Orange’s latest project with his USC students is to create legal defense modules for attorneys working in immigration courts in Harlingen, Texas. Orange says government prosecutors will often spring reports on defense teams—claiming their clients are in a gang, say, with little warning or evidence. So his students talked him into taking them to Texas, where they developed arguments specifically for immigration judges—pressing them to mandate that the government present witnesses to back up its affidavits.
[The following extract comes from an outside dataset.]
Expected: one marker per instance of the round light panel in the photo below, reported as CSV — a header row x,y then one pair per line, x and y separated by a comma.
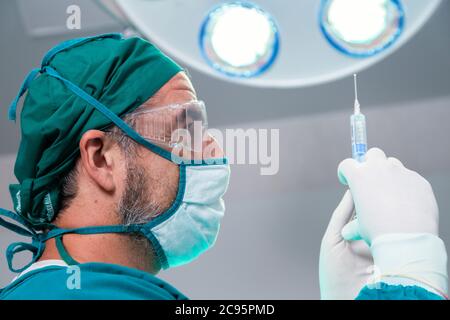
x,y
361,28
239,39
He and his students are now working with ProBAR to create and distribute the package to attorneys across the country who work with clients seeking asylum or fighting deportation.
“We’re backsliding,” Orange says of civil rights in the Trump era. “We are backsliding so fast it’s unbelievable. Which is why I enjoy teaching. There’s so much work to be done and I’m not going to be able to do it all. And to the extent this program is a force multiplier, that is the most magnificent thing on the planet.”